|Town/Region||Parque Nacional Caguan, Parque Nacional Desembarco Del Granma|
|Continent||Central and Latin America|
|Date||24 Aug 2018|
Tetramicra malpighiarum (Orchidaceae) is a Cuban epiphytic endemic species. It is categorized as Critical Endangered (CR), and only has one confirmed population of few individuals, located in "El Guafe", Desembarco del Granma National Park, in southeast Cuba. There is a record of a second population of this species in the northern coast of Ciego de Avila province, in "Las Mamitas". However, it have not been heard from this population since year 2000, and in recent field expeditions was impossible relocating it. The population of "El Guafe" is within Desembarco del Granma National Park; however, the area it occupies is in the public use zone, which limits its protection. This population is exposed to tourism development, illegal collection of individuals, forest fires and deforestation. These threats might be also affecting other populations not yet discovered in other areas of the country, especially considering that T. malpighiarum prefers to grow in coastal areas, which in Cuba are areas of great tourist interest.

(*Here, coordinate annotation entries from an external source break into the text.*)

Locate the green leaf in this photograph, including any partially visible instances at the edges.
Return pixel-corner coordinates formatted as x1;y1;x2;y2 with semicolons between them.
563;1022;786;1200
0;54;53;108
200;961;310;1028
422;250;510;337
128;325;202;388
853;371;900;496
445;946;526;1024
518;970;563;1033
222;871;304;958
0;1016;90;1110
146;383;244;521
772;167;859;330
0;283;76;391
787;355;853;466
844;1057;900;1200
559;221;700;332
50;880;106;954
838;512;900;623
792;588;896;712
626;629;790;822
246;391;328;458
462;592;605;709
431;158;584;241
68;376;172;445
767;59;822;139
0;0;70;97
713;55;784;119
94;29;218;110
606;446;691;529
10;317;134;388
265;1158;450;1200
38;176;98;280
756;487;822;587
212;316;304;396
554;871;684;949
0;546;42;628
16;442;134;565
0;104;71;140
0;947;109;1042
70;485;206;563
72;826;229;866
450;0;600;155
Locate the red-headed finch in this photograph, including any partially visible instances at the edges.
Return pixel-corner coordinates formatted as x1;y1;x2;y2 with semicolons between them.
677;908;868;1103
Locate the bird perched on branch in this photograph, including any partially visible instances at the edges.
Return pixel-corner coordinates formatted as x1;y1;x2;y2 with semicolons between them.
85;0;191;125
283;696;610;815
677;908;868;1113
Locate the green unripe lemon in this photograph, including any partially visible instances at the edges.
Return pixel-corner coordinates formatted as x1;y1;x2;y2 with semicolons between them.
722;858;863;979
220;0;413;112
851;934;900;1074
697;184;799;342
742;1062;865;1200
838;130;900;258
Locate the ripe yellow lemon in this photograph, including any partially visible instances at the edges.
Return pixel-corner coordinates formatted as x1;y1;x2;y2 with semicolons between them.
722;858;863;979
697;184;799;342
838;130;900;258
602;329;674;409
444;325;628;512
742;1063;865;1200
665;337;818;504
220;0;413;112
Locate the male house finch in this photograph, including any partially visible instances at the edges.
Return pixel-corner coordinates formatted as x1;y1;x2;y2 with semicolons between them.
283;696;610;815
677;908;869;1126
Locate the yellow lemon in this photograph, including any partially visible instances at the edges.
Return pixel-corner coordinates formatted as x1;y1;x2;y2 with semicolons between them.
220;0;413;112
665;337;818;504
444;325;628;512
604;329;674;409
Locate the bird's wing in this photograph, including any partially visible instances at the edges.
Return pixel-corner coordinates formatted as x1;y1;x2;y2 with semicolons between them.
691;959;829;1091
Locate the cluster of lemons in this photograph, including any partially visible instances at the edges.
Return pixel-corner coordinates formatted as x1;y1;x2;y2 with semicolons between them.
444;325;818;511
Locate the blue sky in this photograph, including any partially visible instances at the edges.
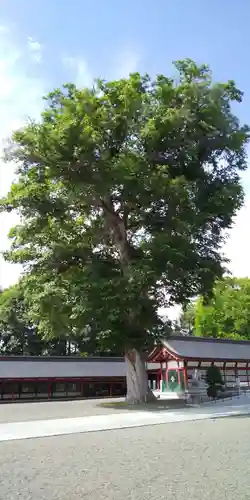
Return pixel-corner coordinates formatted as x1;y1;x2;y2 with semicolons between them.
0;0;250;314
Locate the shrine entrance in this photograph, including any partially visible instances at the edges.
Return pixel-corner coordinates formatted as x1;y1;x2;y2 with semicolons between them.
162;368;185;392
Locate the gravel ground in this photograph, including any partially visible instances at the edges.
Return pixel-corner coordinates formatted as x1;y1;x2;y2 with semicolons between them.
0;398;186;423
0;399;126;423
0;417;250;500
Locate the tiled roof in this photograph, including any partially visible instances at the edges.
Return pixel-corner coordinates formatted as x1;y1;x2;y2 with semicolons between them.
162;337;250;361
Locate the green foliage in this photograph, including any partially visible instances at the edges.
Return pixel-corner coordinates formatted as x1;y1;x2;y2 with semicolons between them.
0;285;43;355
180;302;196;335
2;60;249;352
195;278;250;340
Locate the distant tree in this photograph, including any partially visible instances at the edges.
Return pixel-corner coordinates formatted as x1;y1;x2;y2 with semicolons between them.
194;278;250;340
2;59;249;402
0;284;43;355
180;302;196;335
206;365;224;398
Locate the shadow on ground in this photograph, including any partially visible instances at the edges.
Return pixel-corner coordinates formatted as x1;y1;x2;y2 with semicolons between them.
96;399;190;412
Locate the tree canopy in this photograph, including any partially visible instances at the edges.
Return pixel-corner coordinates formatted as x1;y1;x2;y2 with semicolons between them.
2;60;249;364
194;277;250;340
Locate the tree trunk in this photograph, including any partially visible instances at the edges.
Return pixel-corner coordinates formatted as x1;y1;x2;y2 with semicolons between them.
125;349;157;404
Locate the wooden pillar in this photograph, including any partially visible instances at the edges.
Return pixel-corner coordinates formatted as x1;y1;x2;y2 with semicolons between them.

Taking into account the above scenario it is imperative to extend the search for new populations of this orchid; expand and systematize environmental education activities with human communities near to the current population and possible new populations; continue taking demographic and ecological data of the populations, and take samples for population genetic studies. All of this will allow us to increase the knowledge about the species and propose viable and accurate conservation management strategies, in close collaboration with human communities.
This project represents the continuity of the previous Rufford Small Grant. It will allow systematizing the work developed in the first project, and achieving new results that combined with the previous ones will be fundamental for the conservation of T. malpighiarum. The information obtained will provide the tools to influence on the administrators of biodiversity in Cuba, to achieve more efficient protection mechanisms and to extend protection to areas where the species possibly inhabit, and that have been not yet discovered.